Not only that, but the attractions in this carnival are most definitely not of the transportable variety. The titular dark ride seems so immense that our teen protagonists find it impossible to navigate their way out of the funhouse when danger rears its ugly head. Here’s an idea: maybe follow the metal tracks in the floor until you are standing at the exit? In fact, the funhouse is built like a permanent fixture, with at least two floors and what appears to be a sub-basement! How would the carnies ever be able to dismantle this thing and move it in one day?

This flick also suffers another blow by giving us nobody to root for. The teenage “protagonists” are wholly unlikeable. They smoke pot like they’re sipping soda out of a can, they steal money from strangers, they are stupid enough to want to spend the night in a carnival attraction, and they commit the unpardonable horror movie sin of fornication–all except for the female lead, of course, although she isn’t even interesting enough to be engaging. The dialogue in the film is flat, and it has no success in establishing any characterizations on behalf of the would-be victims. I wasn’t even paying attention to most of the film’s first reel.

“The Funhouse” is also one of those movies where the villains seem to know exactly where their victims will be standing, like directly on top of a trap door that is conveniently deployed right on cue. The machinery of the funhouse also knows exactly how to deposit dead bodies so that they will stop exactly in front of our screaming victims.

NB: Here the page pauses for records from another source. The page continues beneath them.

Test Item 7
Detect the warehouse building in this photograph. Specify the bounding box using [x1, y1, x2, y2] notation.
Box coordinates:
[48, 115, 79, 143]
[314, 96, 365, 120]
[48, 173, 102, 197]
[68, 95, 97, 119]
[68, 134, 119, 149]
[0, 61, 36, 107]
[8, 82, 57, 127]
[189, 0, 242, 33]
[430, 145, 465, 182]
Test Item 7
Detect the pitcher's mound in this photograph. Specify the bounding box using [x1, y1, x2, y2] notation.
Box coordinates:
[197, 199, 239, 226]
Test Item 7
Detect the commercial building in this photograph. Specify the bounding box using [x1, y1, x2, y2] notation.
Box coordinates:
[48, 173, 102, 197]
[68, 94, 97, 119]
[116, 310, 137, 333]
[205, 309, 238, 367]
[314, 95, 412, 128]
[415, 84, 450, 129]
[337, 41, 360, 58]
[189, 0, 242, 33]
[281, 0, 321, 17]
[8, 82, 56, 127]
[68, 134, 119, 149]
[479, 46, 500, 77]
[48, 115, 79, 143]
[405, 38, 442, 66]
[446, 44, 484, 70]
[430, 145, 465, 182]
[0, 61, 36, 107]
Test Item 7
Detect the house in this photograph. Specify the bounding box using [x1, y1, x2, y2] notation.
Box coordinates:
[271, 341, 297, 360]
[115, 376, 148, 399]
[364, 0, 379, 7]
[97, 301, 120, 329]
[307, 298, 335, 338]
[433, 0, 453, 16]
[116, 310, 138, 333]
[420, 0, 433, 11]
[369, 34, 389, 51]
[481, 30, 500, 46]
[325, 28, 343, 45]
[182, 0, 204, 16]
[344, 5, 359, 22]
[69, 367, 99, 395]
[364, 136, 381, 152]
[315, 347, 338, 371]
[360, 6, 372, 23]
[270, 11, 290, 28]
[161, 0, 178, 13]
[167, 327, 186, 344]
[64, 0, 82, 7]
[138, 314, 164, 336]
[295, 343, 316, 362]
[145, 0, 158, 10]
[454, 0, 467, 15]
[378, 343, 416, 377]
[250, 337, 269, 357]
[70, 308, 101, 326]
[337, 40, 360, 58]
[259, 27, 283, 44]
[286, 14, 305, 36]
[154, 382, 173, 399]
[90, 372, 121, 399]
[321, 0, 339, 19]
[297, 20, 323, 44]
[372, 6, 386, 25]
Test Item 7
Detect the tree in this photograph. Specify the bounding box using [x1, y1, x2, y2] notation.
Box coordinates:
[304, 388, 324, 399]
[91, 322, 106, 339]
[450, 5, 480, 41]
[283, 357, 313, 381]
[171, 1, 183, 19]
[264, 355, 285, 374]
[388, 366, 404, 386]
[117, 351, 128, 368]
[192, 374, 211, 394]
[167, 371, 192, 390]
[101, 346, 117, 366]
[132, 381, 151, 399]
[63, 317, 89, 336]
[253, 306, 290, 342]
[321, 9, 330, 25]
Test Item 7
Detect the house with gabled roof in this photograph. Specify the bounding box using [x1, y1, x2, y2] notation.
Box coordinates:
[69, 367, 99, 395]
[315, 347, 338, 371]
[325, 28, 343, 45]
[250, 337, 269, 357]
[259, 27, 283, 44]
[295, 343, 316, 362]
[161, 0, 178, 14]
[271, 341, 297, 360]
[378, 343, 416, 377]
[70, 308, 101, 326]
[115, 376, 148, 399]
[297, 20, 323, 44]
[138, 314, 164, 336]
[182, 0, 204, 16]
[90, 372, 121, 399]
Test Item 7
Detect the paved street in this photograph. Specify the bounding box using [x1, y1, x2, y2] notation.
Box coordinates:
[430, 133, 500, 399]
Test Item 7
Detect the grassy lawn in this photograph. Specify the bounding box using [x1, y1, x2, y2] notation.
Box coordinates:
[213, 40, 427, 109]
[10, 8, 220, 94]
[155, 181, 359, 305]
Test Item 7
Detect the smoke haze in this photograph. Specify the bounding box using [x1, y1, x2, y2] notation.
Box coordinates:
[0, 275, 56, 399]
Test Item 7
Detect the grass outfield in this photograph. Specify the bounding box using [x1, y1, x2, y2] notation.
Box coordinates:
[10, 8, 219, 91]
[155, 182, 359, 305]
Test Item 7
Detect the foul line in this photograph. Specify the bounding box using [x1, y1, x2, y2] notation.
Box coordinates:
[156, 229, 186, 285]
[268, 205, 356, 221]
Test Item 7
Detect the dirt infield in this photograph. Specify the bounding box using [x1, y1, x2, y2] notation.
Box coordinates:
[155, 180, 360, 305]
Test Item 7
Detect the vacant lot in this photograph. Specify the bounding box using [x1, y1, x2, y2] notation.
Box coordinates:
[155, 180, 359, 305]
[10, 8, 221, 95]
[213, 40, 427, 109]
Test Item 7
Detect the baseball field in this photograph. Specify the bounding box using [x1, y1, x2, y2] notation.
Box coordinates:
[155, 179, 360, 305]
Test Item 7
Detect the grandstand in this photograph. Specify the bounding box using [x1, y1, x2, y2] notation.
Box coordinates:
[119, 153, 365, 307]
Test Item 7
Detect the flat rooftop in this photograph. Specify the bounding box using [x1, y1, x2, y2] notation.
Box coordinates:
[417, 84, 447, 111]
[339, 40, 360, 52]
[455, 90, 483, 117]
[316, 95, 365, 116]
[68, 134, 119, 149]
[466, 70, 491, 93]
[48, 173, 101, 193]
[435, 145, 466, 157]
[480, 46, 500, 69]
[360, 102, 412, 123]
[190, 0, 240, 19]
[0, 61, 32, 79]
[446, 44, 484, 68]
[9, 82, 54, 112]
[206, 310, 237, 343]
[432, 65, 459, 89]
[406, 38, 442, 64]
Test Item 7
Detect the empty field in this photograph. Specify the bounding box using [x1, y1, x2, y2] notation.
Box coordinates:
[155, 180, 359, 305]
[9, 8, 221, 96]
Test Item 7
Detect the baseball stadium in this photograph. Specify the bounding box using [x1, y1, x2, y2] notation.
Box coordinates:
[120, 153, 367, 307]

Suspension of disbelief aside, “The Funhouse” stirs up some uncomfortable feelings when the filmmakers use their “monster” to get scares out of the audience, then tell us he’s simply deformed. In reality, he is one of the only sympathetic characters in the movie, and the film’s climax is the only portion that packs a wallop: the script pits the only two characters in the film worth caring about against one another.

Hooper throws in some sly references to “Texas Chain Saw Massacre”, even if it does involve the gratuitous and illogical use of swinging hooks (haw haw), but by the time the movie delivers any real shudders, it’s too late. Ironically, Dean Koontz was hired to write a movie tie-in novel for “The Funhouse”, which was published under the psuedonym Owen West. Koontz fleshed out the story considerably, adding some great touches that the filmmakers would have been wise to exploit in their own movie. Too bad, because Koontz’s treatment may have given Hooper a bigger, sharper hook on which to hang this film.